Yeah, pricing is not the greatest at the moment, most likely because there's no reference card to keep other prices in check. Still (at least here in the UK) they are still well below the stratospheric NVIDIA prices for a 5070 Ti and are easily available.
heythatsprettygood
AMD have been amazing lately. 9070 XT makes buying most other cards in that price range pointless, especially with NVIDIA's melting connectors being genuine hazards. ATI (who were dissolved in 2010 after being bought out by AMD) and NVIDIA in the mid to late 2000s however were dumpster fires in their own ways.
Oh, NVIDIA have always been a shitstorm. From making defective PS3 GPUs (the subject of this meme) to the constant hell that is their Linux drivers to melting power connectors, I am astounded anyone trusts them to do anything.
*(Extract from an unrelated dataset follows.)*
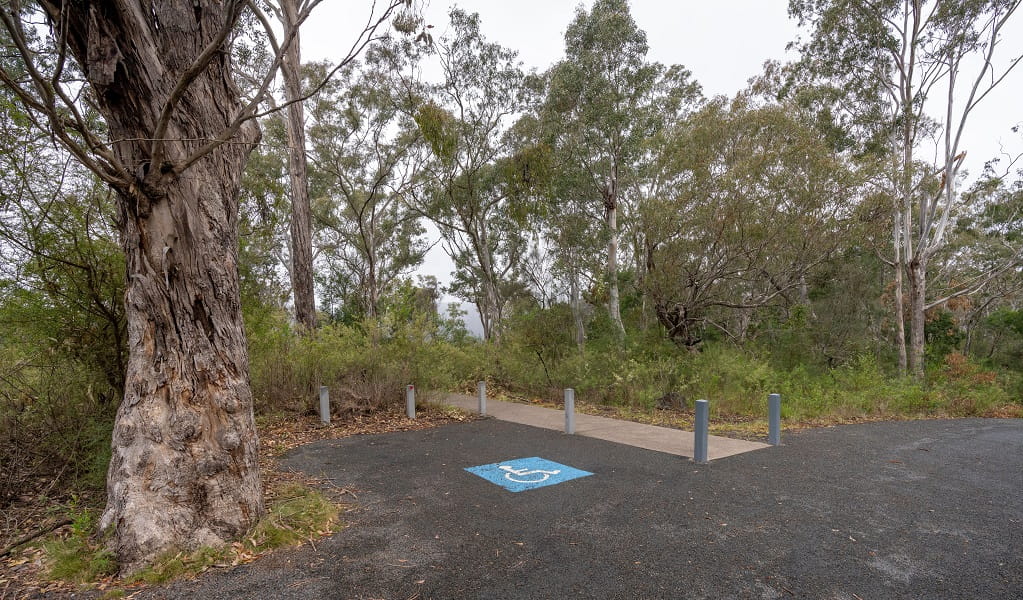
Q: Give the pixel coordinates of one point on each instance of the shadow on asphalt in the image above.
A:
(922, 509)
It's hard to say for certain whose final call it was to do this underfill (it's a tossup between ATI's design engineers and the packaging partner they chose to work with to get the TSMC chip into a final product), but at the end of the day it was ATI's responsibility to validate the chip and ensure its reliability before shipping it off to Microsoft.
As far as I am aware, the 360 GPUs had faulty solder connections (due to poor underfill choice by ATI that couldn't withstand the temperature) between the chips and the interposer, not the interposer and the board, shown by the fact that a lot of red ring 360s show eDRAM errors (i.e. can't communicate to the module on the same interposer, ruling out poor board connections). Microsoft even admitted this in a documentary they made (link), where they said it wasn't the board balls, it was the GPU to interposer balls. A similar underfill choice is also why there are slightly higher failure rates of early Wiis, although nowhere near as bad as 360 due to the low power of the GPU on there.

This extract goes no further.